L’idée d’un « trou de la Sécu » se renforce davantage dans les années 1980. Des plans de sauvetage de la Sécurité sociale sont mis en place afin de réduire les dépenses sociales. Mobilisée à grand renfort dans les discours politiques, l’expression permet de dramatiser la situation pour mieux justifier les réformes mises en place. Journaux et discours politiques mettent ainsi l’accent sur les chiffres du déficit pour légitimer la réduction des dépenses. Le politiste Bruno Palier fait remarquer le symbole des mots employés pour décrire la Sécurité sociale : « On parle souvent de cathédrales – quelque chose qui vient du passé, de très imposant, mais qui risque de s’effondrer. En 1987, lors des États généraux de la Sécurité sociale, on choisit le symbole de la baleine – un animal sympathique, mais qui risque de disparaître. » Il poursuit : « Les années 1980 vont ajouter au débat la notion de charge pour changer l’appellation des cotisations sociales. […] Yvon Gattaz, à la tête du Conseil national du patronat français (CNPF), lance la ‘bataille des charges’ pour faire comprendre aux Français et au gouvernement que les cotisations sociales pèsent beaucoup trop dans le contexte du marché européen dans lequel on compare le coût du travail. » Pour Bruno Palier, « c’est un retournement contre la Sécu, par son mode de financement. »
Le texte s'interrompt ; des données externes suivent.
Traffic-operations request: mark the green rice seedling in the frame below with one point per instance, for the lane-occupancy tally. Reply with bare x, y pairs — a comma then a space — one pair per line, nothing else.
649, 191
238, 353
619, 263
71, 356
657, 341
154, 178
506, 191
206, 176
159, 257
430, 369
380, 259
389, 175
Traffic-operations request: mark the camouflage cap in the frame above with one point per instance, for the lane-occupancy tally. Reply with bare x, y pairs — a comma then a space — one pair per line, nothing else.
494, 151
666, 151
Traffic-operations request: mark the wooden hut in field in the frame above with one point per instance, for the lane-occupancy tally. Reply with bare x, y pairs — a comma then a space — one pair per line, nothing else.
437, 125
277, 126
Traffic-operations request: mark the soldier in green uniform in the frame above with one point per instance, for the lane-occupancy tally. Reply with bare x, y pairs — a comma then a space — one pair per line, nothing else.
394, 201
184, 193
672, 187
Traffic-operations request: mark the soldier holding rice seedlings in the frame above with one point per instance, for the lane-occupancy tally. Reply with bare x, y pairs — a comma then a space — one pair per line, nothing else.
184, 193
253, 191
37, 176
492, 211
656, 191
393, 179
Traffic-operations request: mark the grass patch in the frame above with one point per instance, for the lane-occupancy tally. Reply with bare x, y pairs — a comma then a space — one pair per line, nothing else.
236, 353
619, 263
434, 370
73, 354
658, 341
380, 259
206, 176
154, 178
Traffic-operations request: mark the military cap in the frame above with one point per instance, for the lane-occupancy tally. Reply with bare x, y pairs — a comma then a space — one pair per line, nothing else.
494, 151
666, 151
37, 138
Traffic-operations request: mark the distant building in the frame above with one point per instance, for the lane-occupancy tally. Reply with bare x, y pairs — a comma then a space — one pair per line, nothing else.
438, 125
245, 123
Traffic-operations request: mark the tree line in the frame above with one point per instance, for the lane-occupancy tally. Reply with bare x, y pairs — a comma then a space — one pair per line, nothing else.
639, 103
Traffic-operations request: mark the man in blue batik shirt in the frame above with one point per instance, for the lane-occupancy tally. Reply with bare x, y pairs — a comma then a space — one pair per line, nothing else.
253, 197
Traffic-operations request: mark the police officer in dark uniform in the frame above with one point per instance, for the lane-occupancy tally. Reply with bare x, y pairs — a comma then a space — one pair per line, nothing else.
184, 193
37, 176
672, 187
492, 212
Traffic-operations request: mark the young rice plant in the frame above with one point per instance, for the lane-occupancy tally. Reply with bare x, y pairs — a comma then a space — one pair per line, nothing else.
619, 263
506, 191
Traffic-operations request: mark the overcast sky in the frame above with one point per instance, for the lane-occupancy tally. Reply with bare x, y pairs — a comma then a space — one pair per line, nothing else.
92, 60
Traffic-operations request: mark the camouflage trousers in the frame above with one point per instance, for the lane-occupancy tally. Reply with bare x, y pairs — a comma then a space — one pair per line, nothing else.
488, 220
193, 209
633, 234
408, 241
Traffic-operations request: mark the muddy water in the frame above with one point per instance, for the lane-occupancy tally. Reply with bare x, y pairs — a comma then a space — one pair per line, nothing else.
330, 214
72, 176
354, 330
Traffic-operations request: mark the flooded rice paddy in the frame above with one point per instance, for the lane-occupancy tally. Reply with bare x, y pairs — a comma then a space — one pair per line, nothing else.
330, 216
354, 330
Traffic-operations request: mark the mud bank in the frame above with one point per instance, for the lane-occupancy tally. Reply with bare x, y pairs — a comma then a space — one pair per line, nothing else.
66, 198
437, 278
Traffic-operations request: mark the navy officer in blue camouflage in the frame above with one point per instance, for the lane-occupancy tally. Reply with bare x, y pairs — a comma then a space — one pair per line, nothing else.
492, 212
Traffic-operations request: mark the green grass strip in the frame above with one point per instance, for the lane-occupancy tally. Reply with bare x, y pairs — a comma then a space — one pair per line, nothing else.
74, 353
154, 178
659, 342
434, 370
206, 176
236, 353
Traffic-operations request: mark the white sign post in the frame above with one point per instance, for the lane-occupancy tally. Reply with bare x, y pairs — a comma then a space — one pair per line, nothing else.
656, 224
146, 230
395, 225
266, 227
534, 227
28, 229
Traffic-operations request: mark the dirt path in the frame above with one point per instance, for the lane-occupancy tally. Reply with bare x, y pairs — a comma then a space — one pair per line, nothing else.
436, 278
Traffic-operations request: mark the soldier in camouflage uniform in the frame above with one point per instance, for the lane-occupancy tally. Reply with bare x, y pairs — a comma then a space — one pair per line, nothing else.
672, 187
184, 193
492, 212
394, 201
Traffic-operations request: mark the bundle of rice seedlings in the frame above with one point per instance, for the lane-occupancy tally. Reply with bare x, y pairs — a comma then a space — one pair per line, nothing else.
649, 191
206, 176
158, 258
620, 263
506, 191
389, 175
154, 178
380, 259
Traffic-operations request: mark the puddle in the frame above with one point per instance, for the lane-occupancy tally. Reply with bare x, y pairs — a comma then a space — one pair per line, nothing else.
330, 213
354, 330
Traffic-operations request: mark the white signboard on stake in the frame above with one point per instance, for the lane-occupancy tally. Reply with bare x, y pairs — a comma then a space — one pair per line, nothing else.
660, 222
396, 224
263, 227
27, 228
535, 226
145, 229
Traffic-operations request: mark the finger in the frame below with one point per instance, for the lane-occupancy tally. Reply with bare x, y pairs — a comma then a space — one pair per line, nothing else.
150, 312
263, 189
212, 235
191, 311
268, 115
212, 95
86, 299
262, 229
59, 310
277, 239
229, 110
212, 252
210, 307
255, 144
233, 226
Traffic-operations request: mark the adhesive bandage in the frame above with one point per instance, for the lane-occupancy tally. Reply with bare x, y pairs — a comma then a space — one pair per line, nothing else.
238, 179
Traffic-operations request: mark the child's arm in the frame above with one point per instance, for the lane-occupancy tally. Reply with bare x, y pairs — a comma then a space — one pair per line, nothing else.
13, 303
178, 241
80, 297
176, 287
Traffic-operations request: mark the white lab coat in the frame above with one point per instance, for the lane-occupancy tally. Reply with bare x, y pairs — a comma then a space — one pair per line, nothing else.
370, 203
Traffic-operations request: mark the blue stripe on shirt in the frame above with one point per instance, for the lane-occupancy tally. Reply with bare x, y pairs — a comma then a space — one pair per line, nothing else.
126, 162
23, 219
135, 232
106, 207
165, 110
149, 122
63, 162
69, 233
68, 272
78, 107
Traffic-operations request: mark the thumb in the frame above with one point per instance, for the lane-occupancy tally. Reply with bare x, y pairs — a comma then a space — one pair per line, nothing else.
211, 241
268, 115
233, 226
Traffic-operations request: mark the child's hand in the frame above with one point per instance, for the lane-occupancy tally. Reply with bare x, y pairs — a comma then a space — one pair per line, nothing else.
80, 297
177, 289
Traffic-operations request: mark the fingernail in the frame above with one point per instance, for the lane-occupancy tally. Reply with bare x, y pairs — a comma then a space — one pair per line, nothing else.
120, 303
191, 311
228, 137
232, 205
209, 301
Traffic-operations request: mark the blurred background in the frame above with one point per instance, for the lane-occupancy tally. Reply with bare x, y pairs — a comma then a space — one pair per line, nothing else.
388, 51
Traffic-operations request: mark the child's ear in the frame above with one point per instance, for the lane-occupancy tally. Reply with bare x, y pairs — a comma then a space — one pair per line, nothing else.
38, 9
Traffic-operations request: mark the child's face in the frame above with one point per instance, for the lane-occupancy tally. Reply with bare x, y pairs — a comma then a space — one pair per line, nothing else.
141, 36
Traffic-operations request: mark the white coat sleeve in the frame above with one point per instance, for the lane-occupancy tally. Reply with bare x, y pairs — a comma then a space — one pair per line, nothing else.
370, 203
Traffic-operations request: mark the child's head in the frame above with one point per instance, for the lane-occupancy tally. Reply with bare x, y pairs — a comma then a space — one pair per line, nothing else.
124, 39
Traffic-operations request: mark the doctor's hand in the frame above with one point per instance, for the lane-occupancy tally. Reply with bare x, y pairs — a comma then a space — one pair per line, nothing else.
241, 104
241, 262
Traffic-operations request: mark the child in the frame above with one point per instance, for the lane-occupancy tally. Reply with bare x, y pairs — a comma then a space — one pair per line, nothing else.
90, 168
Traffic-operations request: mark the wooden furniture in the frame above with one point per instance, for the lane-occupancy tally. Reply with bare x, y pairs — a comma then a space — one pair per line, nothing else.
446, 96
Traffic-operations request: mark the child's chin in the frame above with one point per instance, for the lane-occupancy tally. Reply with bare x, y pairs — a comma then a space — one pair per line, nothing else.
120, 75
Désormais, la priorité pour les gouvernements de droite comme de gauche est de mettre en place des réformes visant à réduire les déficits, même si cela entraîne des limitations de l’aide sociale. En 1995, le plan Juppé finit d’étatiser la Sécurité sociale en créant notamment la loi de financement de la Sécurité sociale. La maîtrise des dépenses sociales incombe à présent majoritairement à l’État qui éloigne un peu plus le pouvoir des bénéficiaires de la Sécurité sociale.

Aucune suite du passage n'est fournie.